Sur toutes les îles, les constructions touristiques ont expulsé l'agriculture de son espace traditionnel, la pêche est confrontée à de nombreux problèmes et l'industrie n'existe pas.
Tout tourne autour du tourisme. Aucun changement de modèle n'est possible. Il est essentiel que ce soit durable.
Au premier trimestre de cette année, il s'est développé surtout aux îles Canaries malgré un contexte international difficile. La hausse des billets d'avion et des hébergements ainsi que la situation économique difficile en Grande-Bretagne et en Allemagne, pays qui envoient le plus de touristes, influencent moins la décision de voyager que l'envie d'en profiter. Les logements les plus chers sont ceux qui se vendent en premier
Le lobby des principales entreprises du secteur – Exceltur – se demande dans son rapport d'avril si une croissance aussi rapide est souhaitable par rapport à l'ensemble de l'Espagne. La réponse est non.
Aux îles Canaries, les taux de chômage et de pauvreté sont parmi les plus élevés du pays. Dans les deux archipels, il est impossible de trouver un logement en location à des prix raisonnables.

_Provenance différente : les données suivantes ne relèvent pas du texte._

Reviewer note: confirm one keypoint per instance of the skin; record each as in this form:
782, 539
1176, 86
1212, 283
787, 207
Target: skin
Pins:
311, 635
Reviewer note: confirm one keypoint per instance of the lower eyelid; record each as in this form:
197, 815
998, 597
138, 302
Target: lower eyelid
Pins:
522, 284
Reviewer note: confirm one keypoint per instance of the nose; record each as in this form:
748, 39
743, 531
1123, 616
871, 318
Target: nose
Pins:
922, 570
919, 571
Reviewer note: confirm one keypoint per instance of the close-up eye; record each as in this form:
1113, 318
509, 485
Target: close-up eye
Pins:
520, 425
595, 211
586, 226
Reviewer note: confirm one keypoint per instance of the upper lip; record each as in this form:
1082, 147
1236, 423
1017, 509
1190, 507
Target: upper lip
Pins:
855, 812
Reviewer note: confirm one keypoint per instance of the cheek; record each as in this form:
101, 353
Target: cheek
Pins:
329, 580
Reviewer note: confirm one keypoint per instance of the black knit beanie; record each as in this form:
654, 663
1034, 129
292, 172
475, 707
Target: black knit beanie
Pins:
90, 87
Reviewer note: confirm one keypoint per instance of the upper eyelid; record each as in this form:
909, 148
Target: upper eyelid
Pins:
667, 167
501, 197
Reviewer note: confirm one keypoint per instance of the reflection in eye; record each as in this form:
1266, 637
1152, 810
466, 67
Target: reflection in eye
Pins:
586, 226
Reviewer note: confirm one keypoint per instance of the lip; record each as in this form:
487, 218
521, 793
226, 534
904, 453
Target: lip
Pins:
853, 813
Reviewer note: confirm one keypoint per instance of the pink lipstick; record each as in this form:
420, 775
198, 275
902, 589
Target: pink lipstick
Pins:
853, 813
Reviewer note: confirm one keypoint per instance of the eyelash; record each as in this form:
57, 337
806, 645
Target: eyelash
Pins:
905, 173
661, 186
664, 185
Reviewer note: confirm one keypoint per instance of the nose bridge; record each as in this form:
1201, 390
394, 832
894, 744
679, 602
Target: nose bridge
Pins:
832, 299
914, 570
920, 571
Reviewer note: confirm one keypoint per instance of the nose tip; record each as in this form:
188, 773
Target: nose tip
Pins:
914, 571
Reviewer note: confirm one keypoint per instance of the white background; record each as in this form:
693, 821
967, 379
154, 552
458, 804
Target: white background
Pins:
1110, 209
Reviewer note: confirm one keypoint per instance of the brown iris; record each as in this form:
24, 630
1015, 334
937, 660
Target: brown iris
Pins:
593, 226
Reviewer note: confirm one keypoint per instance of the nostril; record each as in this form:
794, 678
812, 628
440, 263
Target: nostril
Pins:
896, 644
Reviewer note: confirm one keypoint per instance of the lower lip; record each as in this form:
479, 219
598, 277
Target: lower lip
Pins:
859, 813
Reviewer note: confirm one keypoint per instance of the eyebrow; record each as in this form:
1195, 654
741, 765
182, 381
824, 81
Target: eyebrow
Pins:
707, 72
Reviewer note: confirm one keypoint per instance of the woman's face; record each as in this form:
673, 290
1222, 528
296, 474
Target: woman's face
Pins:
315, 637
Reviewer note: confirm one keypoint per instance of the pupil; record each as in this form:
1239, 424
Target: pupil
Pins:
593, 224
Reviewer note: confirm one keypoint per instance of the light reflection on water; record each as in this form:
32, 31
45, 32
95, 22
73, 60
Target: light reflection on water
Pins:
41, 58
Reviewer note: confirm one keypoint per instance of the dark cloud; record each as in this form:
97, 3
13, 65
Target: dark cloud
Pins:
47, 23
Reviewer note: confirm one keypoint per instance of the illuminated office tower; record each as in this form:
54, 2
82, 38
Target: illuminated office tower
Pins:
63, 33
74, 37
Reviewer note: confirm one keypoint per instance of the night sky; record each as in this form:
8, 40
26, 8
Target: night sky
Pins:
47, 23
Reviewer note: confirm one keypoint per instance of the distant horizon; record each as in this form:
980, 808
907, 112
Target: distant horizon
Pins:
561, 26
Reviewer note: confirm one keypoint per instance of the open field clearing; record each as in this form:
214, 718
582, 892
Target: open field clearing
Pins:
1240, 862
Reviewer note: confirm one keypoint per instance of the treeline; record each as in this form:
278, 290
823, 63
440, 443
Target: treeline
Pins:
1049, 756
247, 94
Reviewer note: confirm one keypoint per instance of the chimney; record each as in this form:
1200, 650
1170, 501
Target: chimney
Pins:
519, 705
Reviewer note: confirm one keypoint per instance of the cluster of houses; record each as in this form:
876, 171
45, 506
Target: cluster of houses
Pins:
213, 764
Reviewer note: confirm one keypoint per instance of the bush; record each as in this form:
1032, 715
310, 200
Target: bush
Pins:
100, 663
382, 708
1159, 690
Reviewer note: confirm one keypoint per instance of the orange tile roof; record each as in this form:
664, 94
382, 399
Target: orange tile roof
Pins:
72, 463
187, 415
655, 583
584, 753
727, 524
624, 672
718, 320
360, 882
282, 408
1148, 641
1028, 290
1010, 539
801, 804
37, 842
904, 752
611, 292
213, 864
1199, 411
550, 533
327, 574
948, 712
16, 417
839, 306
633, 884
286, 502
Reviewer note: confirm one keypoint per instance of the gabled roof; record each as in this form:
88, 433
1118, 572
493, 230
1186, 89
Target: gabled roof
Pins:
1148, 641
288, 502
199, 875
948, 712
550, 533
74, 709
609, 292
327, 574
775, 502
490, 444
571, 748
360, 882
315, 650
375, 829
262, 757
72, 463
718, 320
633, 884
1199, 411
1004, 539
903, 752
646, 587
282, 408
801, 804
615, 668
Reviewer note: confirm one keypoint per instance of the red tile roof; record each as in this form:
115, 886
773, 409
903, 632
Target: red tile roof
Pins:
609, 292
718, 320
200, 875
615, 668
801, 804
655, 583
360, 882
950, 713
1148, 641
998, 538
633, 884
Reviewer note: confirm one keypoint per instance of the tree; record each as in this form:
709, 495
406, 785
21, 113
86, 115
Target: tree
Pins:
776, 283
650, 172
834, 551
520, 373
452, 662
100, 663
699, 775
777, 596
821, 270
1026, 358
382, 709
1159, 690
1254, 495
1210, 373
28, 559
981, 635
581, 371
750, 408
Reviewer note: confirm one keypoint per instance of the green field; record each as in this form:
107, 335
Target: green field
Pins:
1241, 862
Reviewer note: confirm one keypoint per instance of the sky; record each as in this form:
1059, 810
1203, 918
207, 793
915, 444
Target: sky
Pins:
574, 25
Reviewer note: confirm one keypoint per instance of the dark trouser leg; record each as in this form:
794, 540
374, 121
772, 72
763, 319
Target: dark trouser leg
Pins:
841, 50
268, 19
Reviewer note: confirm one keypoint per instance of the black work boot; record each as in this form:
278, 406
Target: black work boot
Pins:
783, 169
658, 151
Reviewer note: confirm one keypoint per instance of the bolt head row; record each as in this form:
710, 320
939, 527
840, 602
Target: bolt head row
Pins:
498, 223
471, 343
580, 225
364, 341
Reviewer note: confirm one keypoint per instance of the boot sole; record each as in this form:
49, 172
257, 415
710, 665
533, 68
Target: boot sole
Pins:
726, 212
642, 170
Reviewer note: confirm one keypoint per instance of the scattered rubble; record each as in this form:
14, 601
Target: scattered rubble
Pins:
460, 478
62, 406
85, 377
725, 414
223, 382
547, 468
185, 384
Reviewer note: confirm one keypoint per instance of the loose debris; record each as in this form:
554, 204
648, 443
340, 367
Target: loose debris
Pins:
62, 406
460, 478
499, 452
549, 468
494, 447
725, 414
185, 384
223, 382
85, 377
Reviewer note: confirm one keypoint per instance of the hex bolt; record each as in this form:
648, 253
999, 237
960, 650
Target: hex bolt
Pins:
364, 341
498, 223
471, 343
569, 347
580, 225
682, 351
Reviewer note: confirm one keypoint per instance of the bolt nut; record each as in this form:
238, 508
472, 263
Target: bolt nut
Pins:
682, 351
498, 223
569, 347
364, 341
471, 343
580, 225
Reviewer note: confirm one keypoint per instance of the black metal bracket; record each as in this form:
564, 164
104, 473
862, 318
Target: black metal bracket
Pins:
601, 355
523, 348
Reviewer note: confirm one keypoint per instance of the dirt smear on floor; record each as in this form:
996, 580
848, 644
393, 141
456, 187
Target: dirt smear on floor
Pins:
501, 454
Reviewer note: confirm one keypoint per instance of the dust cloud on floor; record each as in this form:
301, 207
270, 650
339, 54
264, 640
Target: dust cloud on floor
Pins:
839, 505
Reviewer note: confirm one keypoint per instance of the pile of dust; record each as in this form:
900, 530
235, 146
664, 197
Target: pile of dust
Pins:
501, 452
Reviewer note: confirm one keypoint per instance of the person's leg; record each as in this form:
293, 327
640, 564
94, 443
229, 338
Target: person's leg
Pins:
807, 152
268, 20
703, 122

Il existe de nombreux emplois non pourvus car il n'y a pas de logement à proximité, les salaires sont bas et le transport vers le lieu de travail est lent.
Les autorités ont reconnu qu'elles avaient un problème et commencent déjà à étudier des solutions. Cela a été rappelé le 20 avril. Ils exigent que les flux touristiques soient contrôlés. Limiter le nombre de touristes arrivant à une destination n’est possible que dans le cas de certaines îles plus petites. L'instrument le plus utilisé au niveau international est la politique fiscale : les taxes touristiques qui, bien qu'elles n'aient pas d'effets dissuasifs, génèrent des revenus pour les communes concernées.
Plus les touristes séjournent ou visitent une municipalité, plus les besoins en services publics sont grands. Les revenus municipaux proviennent des transferts et des revenus propres provenant des redevances et des licences. Le plus important est l’IBI, qui est payé par les propriétaires, principalement des résidents. Ces augmentations des services publics peuvent être payées avec les revenus des poches des résidents ou avec de nouveaux impôts qui seraient payés par les touristes, qui sont ceux qui ont généré ce besoin. Nous sommes le seul pays touristique au monde, à l'exception partielle de la Catalogne et des îles Baléares, à avoir choisi de faire payer à ses résidents les dépenses générées par les visiteurs.